I am starting to have an overly romantic view of 2020. It seems to me as if their is ample time and space with minimal availbility for traveling that is triggering a second Renaissance period.
Because who hasn’t seen 80 thousand loaves of sourdough bread home made on social media?
And who hasnt decluttered the house?
Or homeschooling and taking up many subjects previous logged into the nether regions of ones memory.
Or trying to recreate food from restaurants that are shut down (hopefully short term).
Or had to on the fly learned how to use technology to meet all social needs that used to be done face to face?
Or had the time and space to pick up a book, or take a class, or committed to a meditation practice, or whatever?
On a global scale we have been forced to turn inward, forced back into the home, forced to be with our families, forced to be with ourselves.

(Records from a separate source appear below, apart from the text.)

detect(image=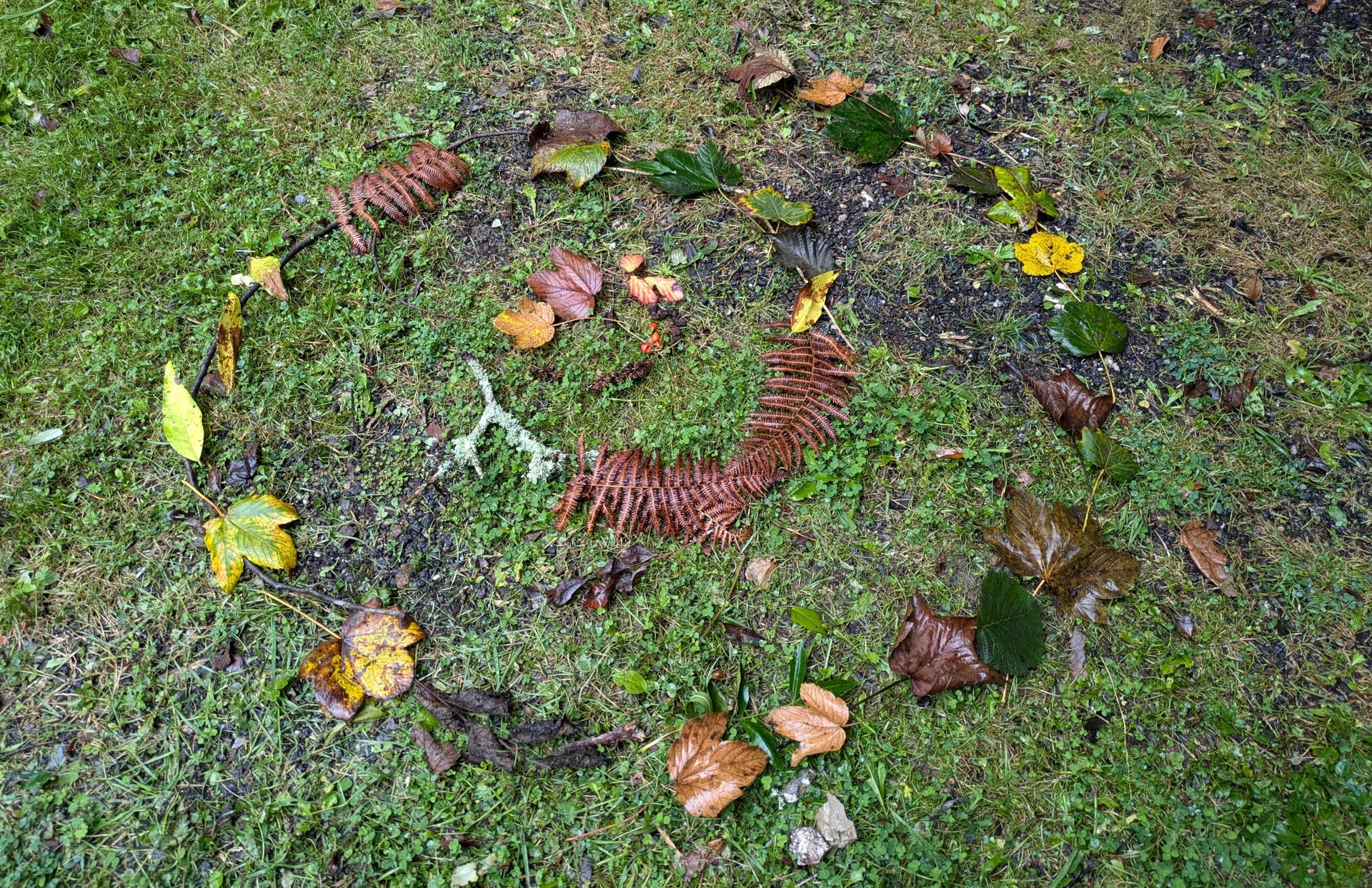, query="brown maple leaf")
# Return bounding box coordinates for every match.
[527,247,605,321]
[889,593,1005,697]
[1177,522,1239,599]
[981,493,1139,623]
[667,712,767,817]
[1025,371,1114,438]
[725,49,796,99]
[767,684,848,767]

Maybe this is only my personal experience. I certainly was not lacking in my educational endeavours prior to COVID. I always considered myself a bit of a Renaissance gal. I have always been about art, and crafting, and building, camping, and baking, and food processing, and gardening, and music, and…. The list goes on and on.

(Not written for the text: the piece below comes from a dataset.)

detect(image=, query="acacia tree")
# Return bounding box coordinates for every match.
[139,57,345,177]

I have often seen something and thought “I can make that.”
And if social media is any indication of our times (and how could it not be) it seems as though this is becoming more the norm. That when we put a drastic hault on the expendauture and outpour of resources outside the home, we automotically turn out focus back to the home.
The thing about caring for and tending to a home, is that it takes a wide breath of knowledge.
We have been house hunting and it has cracked me up to see these homes that are on the market now because an elder family member has moved out, and all the crazy ass home repairs these people did themselves. Like houses with “bonus” rooms. Nah, that’s just a room you added on and didn’t get a permit for. Or a .5 bath that is literally just a toilet in a closet without even a sink. Planters that are built permanently to the inside of a house, like at the top of stairs. Forgotten shelves in basements filled with canned good covered in decades of dust.
As ridiculous as those things are, I have a certain amount of respect for it. These are people that were the last generation with a wide breath of knowledge that allowed them to be self sufficient in a way that I think has been lost for the sake of modernity. I identify with these old folks.
Granted I have had the invaluable tool of YouTube at my disposal to guide me in my well rounded interests, and I am not so dilluted to think that I could just add a room on a house without it being a major safety hazard for my loved ones, but I do feel confident in my ability to hold my own both inside and outside my home. I appreciate both fine arts and the not so fine arts.
I find it a bit heartwarming that it seems as though more people are taking up this work. The work of the home sphere, and the work of self. A general expanding of interests and knowledge that I think will lead to a better future.
So join the Renaissance revolution. Google a new recipe, become a beekeeper, learn how to make snow art, start a new business,take one of the many free courses colleges have put online, start to journal, sit down and play a board gave with the people you love. And hobby by hobby we can make the world a better place.
Again I Love your writing and this one is Delightful!!! I can relate.